The film’s genius is its opening train sequence. Judy Hopps, wide-eyed and fresh from Bunnyburrow, watches as the landscape shifts from rainforest to tundra to desert to miniature rodent city. The message is clear: This place was built for everyone.
How many of us are doing that right now? a career that doesn't fit? In a relationship that feels like a performance? In a body we’ve been taught to hate?
I’ve been thinking about the hyphen.
And maybe that’s enough.
We will never arrive at Zootopia.
I am talking, of course, about Disney’s Zootopia (2016). But I am also talking about the real one. The one we keep trying to build in our cities, our comment sections, and our own chests. Let’s rewind. For the uninitiated (are there any left?), Zootopia is not just a cartoon about a bunny cop and a fox con artist. It is a 108-minute fever dream of urban planning, systemic bias, and the quiet terror of being a prey animal in a world full of predators.
We are living in Bellwether’s world right now. Every news cycle, every algorithm, every “us vs. them” headline is a dose of night howler serum. The predator is the immigrant. The prey is the native. The predator is the liberal. The prey is the conservative. Flip the script. It never ends. Searching for- zootopia in-
The subject line sat in my drafts folder for three months, naked and unfinished: “Searching for- zootopia in-”
So he became it.
Zootopia is not a destination. It is a direction. The film’s genius is its opening train sequence
It looks like a typo. A stutter. A brain that moved faster than its fingers. But the more I stare at it, the more I realize those hyphens are the entire point. They are the gap between the dream and the address. We are all searching for something. We are rarely ever in it.
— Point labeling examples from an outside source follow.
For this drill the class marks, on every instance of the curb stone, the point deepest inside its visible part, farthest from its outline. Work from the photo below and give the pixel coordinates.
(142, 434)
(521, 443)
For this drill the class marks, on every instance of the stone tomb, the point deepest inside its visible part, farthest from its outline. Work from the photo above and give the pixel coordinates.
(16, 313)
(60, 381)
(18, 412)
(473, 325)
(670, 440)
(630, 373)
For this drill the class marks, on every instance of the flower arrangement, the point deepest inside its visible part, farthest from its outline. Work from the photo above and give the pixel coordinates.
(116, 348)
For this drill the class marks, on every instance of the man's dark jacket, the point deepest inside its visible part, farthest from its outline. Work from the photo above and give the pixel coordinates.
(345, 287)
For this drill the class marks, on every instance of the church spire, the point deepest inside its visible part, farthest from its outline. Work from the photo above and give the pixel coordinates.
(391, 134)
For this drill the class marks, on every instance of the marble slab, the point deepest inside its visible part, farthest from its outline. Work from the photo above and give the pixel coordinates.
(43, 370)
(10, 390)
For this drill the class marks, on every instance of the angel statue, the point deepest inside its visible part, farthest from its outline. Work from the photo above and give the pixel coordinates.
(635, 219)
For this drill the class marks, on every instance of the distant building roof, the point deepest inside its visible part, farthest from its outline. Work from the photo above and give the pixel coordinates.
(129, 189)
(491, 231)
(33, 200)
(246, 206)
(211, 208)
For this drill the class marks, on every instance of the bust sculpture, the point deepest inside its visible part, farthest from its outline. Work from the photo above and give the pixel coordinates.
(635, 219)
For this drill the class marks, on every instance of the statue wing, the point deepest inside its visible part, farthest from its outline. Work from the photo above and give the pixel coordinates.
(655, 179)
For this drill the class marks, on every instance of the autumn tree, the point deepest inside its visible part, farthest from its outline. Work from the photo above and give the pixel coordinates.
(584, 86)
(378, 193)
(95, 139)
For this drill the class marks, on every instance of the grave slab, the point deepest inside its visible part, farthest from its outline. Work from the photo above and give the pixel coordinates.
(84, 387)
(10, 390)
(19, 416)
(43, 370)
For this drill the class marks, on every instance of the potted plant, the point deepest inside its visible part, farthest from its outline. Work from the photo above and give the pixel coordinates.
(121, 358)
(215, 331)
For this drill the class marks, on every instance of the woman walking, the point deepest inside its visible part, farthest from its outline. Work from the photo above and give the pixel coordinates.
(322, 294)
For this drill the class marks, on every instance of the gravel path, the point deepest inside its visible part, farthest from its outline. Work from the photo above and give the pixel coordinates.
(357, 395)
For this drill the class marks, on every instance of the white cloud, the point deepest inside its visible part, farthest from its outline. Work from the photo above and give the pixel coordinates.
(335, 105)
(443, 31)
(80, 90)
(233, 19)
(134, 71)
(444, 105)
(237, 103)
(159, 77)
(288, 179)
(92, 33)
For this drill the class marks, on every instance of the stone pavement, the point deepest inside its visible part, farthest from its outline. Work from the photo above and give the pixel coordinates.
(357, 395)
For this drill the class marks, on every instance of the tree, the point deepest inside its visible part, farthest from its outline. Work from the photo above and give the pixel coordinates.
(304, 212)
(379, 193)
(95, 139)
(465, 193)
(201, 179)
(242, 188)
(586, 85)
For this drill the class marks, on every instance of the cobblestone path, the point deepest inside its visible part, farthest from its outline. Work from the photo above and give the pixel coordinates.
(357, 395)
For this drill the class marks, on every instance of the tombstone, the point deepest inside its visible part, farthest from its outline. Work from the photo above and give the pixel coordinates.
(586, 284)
Zootopia understands this. The film’s villain isn't a snarling wolf or a rampaging rhino. It’s a sweet-faced sheep named Bellwether who weaponizes biology. She turns the predator’s own nature into a curse. “Fear always works,” she hisses. And damn if she isn't right.
So we put on the muzzle. We play the role. And we walk through the beautiful, diverse, glorious city of our lives wearing a mask of “fine.” Here is what I have concluded after three months of staring at that draft subject line. How many of us are doing that right now
That is the first hyphen. (the ideal) in (the reality of) a city that looks like Zootopia. The Real Predator Divide I started “searching for Zootopia” on a Tuesday afternoon on the subway. A man was shouting. Not at anyone, just at . His eyes were wide. His knuckles were white. Across the aisle, a woman clutched her purse. A teenager pulled out his phone to record. No one intervened.